Student Vote BC brings democracy and governance to the classroom



While British Columbians of legal voting age won't head to the polls until tomorrow, more than 180,000 elementary and high school students are casting mock ballots across the province today as part of Student Vote BC.

The campaign offers a chance for teachers to bring concepts like democracy and governance into the classroom.

Jennifer Black, who teaches grades four and five at Myrtle Philip Community School, said students have been learning about the different kinds of governments globally, the Canadian Charter of Rights and Freedoms and the importance of democracy.

Heady topics for 10 year olds — how do you make such concepts relatable?

"You know what? It's relatable because they are living in this community — they are so active in Whistler and they sort of live the topics," Black said.

"They get stuck in the traffic, they feel the impact of all the travellers here, they are feeling the global climate change, and they're really interested, critically thinking kids.
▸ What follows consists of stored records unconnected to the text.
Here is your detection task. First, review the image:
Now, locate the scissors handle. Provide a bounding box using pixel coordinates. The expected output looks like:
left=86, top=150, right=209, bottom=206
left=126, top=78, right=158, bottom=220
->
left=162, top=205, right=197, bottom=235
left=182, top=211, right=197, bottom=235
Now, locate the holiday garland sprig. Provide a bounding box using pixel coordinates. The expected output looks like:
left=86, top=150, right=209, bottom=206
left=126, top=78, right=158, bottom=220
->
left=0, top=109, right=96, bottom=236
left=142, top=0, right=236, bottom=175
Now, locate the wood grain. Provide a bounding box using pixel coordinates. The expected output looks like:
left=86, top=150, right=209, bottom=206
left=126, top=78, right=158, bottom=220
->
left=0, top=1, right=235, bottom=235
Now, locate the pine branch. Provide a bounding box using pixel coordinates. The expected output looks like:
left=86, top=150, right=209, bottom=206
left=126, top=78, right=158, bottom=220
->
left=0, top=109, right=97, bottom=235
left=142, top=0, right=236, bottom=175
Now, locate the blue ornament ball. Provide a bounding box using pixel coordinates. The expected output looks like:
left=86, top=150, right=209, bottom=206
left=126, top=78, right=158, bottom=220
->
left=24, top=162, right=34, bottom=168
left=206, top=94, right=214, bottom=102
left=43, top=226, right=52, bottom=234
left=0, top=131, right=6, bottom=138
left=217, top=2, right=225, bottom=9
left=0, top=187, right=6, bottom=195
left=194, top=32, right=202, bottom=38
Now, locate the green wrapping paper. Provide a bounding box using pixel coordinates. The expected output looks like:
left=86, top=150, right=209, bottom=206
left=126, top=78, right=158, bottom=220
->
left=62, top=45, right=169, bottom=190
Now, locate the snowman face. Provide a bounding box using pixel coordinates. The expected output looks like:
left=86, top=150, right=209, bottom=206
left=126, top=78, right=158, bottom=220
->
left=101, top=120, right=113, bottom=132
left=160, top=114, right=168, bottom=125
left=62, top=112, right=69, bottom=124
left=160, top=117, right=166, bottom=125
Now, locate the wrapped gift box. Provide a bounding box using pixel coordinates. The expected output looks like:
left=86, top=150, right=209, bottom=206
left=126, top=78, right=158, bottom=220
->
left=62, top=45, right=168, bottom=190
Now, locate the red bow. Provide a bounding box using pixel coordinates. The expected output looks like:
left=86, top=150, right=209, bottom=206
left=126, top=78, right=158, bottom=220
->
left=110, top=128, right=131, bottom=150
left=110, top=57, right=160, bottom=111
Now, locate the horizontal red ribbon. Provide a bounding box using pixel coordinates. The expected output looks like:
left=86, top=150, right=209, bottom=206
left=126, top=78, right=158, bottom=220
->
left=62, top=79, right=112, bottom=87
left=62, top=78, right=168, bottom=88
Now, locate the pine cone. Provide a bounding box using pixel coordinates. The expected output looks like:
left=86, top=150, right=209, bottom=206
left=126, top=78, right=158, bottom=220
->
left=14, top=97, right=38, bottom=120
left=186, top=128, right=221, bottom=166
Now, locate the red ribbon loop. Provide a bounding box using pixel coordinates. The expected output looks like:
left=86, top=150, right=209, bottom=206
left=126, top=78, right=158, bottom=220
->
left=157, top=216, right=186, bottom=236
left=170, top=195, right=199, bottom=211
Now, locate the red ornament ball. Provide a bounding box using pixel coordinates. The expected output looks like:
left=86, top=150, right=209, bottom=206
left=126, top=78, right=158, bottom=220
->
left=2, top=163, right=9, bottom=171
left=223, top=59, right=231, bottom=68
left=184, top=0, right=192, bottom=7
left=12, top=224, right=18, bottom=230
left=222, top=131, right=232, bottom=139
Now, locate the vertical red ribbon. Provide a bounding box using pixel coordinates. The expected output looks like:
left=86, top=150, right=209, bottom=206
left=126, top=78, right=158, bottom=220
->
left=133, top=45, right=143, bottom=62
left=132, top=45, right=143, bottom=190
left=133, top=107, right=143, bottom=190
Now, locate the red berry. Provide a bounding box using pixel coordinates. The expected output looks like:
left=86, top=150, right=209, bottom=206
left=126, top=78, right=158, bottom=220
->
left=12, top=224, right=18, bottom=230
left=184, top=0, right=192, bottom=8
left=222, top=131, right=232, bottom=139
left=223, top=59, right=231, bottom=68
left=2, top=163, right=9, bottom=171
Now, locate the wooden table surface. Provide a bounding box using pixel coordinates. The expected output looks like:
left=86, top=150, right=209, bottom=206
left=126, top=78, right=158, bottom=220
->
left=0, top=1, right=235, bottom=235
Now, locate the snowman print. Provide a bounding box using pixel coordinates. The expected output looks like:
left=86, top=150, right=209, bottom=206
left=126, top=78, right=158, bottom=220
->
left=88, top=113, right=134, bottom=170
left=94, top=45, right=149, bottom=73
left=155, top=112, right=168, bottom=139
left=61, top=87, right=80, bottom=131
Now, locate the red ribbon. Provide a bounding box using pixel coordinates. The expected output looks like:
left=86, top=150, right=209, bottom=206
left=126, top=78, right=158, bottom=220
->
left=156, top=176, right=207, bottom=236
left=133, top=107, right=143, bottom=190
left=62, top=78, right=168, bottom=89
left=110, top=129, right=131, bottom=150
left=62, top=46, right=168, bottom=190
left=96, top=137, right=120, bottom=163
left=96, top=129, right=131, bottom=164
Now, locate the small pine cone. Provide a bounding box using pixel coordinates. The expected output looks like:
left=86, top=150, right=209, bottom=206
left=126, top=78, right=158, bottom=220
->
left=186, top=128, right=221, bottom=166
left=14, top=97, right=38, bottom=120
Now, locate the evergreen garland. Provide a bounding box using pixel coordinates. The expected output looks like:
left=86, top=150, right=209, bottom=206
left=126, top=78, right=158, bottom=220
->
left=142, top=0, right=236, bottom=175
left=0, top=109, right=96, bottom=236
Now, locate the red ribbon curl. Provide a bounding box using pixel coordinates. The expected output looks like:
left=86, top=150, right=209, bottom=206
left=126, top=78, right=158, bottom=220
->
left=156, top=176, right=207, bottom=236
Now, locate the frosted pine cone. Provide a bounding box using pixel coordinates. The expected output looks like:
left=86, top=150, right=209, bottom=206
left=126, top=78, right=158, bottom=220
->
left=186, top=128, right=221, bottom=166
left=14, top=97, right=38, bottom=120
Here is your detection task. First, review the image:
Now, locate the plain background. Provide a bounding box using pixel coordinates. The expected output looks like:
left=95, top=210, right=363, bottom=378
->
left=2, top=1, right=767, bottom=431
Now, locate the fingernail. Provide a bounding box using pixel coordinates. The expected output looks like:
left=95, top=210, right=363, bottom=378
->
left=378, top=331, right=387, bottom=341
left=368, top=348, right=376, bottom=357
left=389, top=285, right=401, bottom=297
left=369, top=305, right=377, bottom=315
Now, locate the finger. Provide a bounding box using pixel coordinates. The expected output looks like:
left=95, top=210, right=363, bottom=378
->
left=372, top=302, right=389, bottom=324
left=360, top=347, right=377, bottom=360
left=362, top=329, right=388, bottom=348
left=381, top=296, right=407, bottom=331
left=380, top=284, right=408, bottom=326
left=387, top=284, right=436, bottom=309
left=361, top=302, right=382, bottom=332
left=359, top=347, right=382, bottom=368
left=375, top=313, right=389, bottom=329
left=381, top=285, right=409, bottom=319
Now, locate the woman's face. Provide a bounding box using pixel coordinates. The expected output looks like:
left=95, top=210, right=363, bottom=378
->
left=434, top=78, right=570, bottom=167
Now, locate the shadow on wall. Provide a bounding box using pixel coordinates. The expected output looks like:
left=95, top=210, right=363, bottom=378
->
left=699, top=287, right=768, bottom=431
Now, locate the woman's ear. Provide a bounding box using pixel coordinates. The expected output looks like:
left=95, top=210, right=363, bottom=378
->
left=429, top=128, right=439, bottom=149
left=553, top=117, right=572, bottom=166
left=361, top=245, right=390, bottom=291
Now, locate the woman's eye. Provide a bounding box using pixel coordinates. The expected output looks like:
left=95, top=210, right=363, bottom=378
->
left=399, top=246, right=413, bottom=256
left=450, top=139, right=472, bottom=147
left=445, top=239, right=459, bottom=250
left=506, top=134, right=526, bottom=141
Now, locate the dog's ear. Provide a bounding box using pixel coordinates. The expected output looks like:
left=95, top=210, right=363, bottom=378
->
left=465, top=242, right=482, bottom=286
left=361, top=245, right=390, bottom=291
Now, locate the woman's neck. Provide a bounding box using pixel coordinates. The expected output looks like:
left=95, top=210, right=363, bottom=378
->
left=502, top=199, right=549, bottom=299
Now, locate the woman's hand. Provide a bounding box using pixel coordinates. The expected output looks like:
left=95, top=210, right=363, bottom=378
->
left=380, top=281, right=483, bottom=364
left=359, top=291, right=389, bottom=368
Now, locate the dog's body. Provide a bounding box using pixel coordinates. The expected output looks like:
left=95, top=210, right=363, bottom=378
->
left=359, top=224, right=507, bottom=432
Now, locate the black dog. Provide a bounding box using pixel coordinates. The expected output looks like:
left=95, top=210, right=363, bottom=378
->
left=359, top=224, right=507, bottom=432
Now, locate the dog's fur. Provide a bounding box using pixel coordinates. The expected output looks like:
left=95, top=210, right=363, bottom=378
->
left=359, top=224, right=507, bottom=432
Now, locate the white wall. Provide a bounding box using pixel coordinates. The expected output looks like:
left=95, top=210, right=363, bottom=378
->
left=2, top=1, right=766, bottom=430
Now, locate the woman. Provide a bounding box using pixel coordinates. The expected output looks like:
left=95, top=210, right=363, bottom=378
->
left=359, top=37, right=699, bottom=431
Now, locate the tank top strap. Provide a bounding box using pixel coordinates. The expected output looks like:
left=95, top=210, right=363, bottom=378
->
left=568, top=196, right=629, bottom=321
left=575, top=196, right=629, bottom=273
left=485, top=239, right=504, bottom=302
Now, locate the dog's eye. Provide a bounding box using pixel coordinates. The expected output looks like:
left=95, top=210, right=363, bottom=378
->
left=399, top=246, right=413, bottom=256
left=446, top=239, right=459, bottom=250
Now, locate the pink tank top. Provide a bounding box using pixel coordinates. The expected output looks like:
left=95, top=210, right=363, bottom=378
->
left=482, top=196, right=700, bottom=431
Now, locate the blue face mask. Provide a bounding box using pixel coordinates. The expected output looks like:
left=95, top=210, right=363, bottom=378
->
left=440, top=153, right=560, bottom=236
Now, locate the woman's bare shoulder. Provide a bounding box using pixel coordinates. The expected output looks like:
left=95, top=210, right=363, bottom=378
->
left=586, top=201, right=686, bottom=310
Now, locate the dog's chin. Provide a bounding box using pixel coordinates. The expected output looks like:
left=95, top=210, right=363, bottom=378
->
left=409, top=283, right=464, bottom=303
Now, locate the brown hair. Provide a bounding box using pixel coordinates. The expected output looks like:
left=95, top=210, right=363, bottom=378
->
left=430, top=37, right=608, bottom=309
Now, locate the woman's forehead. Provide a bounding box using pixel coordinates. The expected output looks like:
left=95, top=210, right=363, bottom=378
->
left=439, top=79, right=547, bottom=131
They're engaged learners."

Students were visited by local election candidates Jordan Sturdy (BC Liberals), Michelle Livaja (NDP), Dana Taylor (Green) and Tristan Galbraith (Independent).

"Tristan Galbraith was a great person for us to learn from, because he's a young guy who is passionate about change, he doesn't have a background in politics, he doesn't even have a background that would necessarily lead someone to go into a political role, but he's saying, 'you know what you guys? You can make a difference,'" Black said. "'Follow your dreams and be a leader.'"

Some of the Grade 4 students at Myrtle Philip shared their thoughts before the Monday morning vote began.

Breton Otieno, nine, said he learned that housing is an issue in the riding.

"In Pemberton there are people that have to leave their homes because there's not enough houses, and they're selling them for expensive prices," Otieno said, adding that he thinks it's important that everyone has food and shelter.

Ten-year-old Megan Bedard said it was fun to listen to the candidates and the students had a lot of questions, but her vote would probably go to the Green Party.

"(I would vote for) Dana Taylor, because they don't want to cut down the trees and destroy nature," she said.

Thomas Legg, also 10, said he wants to see candidates address the traffic issue in Whistler.

"I think that I would vote for the person who cares and is most community-like, so the person who is most knowing of what's going on in the Sea to Sky area," Legg said.

"Vote for the person that you like, not what other people want you to vote for."

The Student Vote project is coordinated by Elections BC, the BC Teachers Federation, the Vancouver Foundation and the Government of Canada.

Results of the student vote will be released when polls close tomorrow at 8 p.m.